My contribution to ubiquity
April 17, 2007
To begin, I’ve just dropped out of school to start a company that I hope will revolutionize the way people learn. (It began as an idea for revolutionizing how people form businesses, but I will save that for the next post.) I think that we can create a system where education follows desire.
In current institutional education we use curricula to guide education instead of following people’s whims. Having people do things they don’t want to do causes a lot of unhappiness and makes for a very poor form of knowledge. Often enough, the knowledge that comes out of it is of very low resolution. After an initial drop in knowledge after the course ends, they then rebuild and add to the set of knowledge when they reach the next complimentary course. Whereas when someone’s passion is heavily married to the subject of their recent study, their knowledge has a very high resolution, and the specifics of a subject are instantly accessible.

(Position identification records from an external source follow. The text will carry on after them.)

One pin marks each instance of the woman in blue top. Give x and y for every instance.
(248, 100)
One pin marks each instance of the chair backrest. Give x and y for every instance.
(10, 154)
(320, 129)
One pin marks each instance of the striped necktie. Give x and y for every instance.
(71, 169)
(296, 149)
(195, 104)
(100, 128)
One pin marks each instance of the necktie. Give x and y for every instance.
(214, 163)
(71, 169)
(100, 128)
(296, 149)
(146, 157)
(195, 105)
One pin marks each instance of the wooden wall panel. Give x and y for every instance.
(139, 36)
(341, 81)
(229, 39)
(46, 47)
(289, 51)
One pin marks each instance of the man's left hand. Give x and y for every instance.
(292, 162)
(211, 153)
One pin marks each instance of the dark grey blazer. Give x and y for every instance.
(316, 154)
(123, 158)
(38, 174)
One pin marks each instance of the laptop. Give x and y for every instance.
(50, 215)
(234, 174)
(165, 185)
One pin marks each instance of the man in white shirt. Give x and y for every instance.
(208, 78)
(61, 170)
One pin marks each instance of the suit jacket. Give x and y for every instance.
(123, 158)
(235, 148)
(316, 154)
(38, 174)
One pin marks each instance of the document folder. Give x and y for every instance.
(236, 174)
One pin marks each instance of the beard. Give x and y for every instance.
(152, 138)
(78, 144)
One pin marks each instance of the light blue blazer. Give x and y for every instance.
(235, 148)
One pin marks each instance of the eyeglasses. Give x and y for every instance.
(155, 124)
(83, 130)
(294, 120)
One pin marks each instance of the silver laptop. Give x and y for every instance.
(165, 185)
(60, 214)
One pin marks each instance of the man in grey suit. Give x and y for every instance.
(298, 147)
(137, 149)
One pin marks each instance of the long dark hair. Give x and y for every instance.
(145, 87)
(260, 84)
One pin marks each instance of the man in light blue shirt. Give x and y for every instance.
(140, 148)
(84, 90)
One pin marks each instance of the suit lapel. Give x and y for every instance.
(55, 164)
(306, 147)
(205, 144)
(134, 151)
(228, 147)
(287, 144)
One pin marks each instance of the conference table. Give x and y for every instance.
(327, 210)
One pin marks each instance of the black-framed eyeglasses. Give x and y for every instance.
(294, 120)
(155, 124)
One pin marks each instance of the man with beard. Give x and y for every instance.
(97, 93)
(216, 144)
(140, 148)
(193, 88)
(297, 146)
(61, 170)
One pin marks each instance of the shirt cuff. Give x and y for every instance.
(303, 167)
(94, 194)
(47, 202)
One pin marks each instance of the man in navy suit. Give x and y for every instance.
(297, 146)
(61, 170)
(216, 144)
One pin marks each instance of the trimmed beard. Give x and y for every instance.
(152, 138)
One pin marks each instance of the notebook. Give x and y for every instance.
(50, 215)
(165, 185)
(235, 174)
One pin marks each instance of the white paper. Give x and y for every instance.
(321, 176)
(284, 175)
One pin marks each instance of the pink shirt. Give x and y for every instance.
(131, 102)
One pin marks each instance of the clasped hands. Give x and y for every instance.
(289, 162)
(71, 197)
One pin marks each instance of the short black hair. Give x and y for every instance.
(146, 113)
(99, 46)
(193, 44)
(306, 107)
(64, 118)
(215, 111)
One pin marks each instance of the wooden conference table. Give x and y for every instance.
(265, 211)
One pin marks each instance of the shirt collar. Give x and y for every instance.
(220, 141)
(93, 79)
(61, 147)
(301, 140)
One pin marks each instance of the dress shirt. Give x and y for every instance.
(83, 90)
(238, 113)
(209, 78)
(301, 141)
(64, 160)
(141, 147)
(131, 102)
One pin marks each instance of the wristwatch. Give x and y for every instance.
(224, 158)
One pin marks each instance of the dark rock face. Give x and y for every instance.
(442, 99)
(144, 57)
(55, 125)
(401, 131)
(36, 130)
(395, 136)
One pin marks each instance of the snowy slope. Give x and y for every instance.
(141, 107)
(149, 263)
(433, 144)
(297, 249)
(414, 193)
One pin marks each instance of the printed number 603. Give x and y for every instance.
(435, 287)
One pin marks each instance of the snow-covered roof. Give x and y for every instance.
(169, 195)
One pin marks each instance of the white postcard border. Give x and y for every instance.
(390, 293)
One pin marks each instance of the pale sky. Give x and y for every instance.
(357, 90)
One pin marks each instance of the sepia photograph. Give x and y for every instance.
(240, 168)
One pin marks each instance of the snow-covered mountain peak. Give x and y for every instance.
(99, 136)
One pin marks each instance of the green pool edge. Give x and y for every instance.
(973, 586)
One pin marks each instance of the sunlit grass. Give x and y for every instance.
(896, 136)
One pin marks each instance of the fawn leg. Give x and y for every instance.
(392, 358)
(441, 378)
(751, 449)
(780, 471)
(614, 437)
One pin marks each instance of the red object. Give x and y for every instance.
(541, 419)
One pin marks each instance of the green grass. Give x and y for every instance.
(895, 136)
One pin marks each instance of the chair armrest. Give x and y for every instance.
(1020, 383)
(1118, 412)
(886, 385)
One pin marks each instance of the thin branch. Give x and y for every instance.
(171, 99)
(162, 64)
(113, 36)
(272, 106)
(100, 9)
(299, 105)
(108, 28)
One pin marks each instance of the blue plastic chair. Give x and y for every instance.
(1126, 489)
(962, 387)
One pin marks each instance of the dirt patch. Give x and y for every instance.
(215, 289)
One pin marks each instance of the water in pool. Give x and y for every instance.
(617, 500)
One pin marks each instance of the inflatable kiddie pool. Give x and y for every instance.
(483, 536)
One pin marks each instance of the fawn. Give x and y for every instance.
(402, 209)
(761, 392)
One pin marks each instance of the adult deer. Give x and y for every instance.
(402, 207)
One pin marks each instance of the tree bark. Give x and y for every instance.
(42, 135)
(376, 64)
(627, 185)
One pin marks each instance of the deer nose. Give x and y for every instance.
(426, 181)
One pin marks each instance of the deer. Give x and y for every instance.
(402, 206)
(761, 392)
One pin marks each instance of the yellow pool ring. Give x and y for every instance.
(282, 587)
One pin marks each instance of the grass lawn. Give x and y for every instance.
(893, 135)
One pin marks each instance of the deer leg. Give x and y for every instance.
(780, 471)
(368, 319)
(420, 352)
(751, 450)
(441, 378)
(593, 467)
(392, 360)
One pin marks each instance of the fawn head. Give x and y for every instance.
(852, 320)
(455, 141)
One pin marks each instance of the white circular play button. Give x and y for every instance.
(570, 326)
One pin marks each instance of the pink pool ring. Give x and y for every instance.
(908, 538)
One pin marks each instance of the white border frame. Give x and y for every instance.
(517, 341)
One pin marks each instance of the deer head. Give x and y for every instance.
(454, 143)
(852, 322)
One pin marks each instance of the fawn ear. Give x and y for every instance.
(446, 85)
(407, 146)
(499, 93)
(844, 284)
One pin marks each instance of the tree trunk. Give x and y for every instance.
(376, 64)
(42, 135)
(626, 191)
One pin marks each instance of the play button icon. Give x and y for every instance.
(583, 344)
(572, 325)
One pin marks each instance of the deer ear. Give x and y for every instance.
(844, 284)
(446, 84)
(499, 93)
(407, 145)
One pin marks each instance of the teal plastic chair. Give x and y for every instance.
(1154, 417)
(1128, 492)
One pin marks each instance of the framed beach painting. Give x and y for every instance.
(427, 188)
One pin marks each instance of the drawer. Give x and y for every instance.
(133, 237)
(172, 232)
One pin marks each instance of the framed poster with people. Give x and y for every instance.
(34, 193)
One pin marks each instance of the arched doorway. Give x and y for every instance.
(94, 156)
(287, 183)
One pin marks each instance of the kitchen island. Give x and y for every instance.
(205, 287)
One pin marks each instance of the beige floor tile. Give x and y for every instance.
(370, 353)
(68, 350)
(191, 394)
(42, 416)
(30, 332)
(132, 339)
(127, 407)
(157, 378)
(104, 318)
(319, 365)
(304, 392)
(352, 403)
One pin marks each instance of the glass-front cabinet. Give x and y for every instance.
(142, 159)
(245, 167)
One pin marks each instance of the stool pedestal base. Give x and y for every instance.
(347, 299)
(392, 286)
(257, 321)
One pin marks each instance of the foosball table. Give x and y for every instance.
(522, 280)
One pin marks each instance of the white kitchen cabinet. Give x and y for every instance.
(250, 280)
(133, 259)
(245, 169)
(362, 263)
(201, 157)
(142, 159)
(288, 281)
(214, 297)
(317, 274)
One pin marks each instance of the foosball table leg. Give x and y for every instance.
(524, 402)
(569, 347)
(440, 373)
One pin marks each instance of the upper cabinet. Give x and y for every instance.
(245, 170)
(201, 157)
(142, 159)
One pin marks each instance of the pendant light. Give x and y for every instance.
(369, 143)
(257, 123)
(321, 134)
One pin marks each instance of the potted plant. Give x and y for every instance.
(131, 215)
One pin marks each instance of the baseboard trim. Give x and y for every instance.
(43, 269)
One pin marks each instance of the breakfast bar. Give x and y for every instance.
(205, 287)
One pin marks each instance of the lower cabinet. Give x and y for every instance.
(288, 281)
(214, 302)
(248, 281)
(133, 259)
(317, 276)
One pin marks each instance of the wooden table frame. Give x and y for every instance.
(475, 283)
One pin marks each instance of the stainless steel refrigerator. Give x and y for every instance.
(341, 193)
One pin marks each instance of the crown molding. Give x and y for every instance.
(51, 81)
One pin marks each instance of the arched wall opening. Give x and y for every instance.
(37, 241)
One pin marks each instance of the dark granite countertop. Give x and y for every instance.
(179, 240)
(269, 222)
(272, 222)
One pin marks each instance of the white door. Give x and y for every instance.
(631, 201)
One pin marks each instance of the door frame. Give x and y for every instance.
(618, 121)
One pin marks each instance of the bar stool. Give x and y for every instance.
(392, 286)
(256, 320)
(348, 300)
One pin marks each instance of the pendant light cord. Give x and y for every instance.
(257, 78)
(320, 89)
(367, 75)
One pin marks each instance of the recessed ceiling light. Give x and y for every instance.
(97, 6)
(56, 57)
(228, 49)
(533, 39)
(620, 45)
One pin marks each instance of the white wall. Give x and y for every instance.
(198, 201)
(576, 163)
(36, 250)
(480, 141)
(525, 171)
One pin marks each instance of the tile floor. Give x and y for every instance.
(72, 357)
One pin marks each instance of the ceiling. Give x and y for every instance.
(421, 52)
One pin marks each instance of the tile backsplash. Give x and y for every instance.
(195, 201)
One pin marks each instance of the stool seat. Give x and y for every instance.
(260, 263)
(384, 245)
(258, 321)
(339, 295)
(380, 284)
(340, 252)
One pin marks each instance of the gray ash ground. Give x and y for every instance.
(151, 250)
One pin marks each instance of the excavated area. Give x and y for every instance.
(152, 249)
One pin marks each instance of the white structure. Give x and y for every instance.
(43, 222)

You might say that one has to get through the unpleasant parts to get to the interesting stuff, but that is a fallacy dependent on the old educational paradigm. The system should follow your desires. Let’s say you want to learn how to engineer on the nanoscale. Your path will lead to physics and math, but the way you get to those stepping stones should not create a disconnect between each of the subjects. A curricula is a static mechanism that enforces that disconnect, through the form of time and content gaps. The solution that follows the interest of the adventurer creates no such gaps because the quest itself is a cohesive system.